EEB: How has Sons, Daughters been received in the Italian translation?
IB: I was thrilled by the Italian reception. The book launch in Mantua was a huge surprise. Several hundred readers came, and there were many glowing reviews. And furthermore, the novel was a finalist for the Premio Europeo Rapallo BPER Banca 2023, alongside women writers such as Annie Ernaux, Ameli Nothomb, Catherine Dunne, and others. Of course, this is thanks in large part to the remarkable translation by Estera Miočić, as well as the efforts of the Sellerio publishing house, staffed by exceptional people who read broadly and truly love books, and welcome their authors as if they’re members of the family. I can say that while in Italy, I actually began to feel like a writer.
Ivana Bodrožić was born in Vukovar in 1982 where she lived until the Yugoslav wars started in 1991. She then moved to Kumrovec where she stayed with her family at a hotel for displaced persons. In 2005, she published her first poetry collection, entitled Prvi korak u tamu (The First Step into Darkness). Her first novel Hotel Zagorje (Hotel Tito) was published in 2010, receiving high praise from both critics and audiences and becoming a Croatian bestseller. She has since published her second poetry collection Prijelaz za divlje životinje (A Crossing for Wild Animals) and a short story collection 100% pamuk (100% Cotton), which has also won a regional award. Her most recent novel, the political thriller We Trade Our Night For Someone Else’s Day, has sparked controversy and curiosity among Croatian readers.

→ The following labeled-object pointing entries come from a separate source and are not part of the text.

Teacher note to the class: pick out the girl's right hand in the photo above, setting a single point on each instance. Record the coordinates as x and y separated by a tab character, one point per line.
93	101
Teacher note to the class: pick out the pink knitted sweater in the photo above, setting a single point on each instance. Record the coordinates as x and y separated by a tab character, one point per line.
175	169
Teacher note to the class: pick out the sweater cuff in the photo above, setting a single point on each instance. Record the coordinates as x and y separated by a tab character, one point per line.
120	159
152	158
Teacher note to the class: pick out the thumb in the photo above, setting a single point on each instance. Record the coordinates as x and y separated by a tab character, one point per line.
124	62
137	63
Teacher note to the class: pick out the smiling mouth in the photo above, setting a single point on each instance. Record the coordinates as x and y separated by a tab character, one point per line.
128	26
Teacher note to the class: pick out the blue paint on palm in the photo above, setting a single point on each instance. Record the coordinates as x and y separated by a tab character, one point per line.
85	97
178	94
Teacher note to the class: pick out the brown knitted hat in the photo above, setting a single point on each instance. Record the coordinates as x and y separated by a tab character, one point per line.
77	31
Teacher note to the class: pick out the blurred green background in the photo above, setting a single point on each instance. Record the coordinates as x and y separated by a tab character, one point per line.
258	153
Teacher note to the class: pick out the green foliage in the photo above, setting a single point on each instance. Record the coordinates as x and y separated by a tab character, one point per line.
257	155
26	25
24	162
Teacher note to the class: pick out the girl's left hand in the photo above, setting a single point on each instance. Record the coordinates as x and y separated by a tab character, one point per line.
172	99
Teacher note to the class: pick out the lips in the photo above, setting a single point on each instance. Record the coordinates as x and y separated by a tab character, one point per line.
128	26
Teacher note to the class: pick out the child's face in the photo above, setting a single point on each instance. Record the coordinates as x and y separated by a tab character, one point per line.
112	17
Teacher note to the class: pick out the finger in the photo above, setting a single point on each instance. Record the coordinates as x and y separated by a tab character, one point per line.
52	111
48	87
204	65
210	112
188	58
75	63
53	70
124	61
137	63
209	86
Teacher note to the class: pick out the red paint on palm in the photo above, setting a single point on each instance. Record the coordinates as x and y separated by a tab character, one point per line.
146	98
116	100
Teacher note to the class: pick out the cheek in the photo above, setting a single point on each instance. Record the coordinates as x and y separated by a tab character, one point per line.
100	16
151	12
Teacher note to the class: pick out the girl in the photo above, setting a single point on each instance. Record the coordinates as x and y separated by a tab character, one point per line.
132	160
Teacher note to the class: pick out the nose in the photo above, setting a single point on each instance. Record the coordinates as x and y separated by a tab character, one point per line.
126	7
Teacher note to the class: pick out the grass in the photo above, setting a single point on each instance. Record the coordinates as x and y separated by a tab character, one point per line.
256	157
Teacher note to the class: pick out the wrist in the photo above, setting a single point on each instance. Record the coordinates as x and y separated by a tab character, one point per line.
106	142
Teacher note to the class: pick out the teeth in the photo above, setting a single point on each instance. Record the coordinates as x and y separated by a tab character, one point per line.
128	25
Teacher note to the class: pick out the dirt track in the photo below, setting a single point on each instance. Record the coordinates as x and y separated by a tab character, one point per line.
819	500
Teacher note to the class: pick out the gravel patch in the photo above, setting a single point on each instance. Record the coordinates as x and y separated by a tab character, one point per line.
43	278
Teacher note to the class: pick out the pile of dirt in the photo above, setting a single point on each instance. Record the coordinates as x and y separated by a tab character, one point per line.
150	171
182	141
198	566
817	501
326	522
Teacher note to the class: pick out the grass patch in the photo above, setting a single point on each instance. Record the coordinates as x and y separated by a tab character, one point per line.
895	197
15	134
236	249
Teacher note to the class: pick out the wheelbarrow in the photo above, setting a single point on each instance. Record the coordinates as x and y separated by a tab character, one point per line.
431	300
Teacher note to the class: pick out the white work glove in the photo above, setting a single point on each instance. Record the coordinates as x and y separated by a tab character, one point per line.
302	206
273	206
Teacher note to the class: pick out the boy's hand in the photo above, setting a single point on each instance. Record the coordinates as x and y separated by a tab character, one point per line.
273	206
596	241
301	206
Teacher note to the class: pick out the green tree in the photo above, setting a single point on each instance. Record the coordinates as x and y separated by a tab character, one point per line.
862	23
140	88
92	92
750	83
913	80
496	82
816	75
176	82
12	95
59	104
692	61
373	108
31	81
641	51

Ellen Elias-Bursać has been translating novels, plays, and non-fiction by Bosnian, Croatian, and Serbian writers since the 1980s, including writing by David Albahari, Ivana Bodrožić, Daša Drndić, Saša Ilić, Olja Knežević, Igor Štiks, Espi Tomičić, Dubravka Ugrešić, and Karim Zaimović. ALTA’s National Translation Award was given to her translation of Albahari’s novel Götz and Meyer (Gec i Majer; Harvill, 2004) in 2006. After several years of working at the International Criminal Tribunal for the former Yugoslavia, she wrote the book Translating Evidence and Interpreting Testimony at a War Crimes Tribunal: Working in a Tug of War (Palgrave Macmillan, 2015). She was given the Mary Zirin Prize by the Association of Women in Slavic Studies in 2015 for her work as a scholar and translator. She is a past president of the American Literary Translators Association.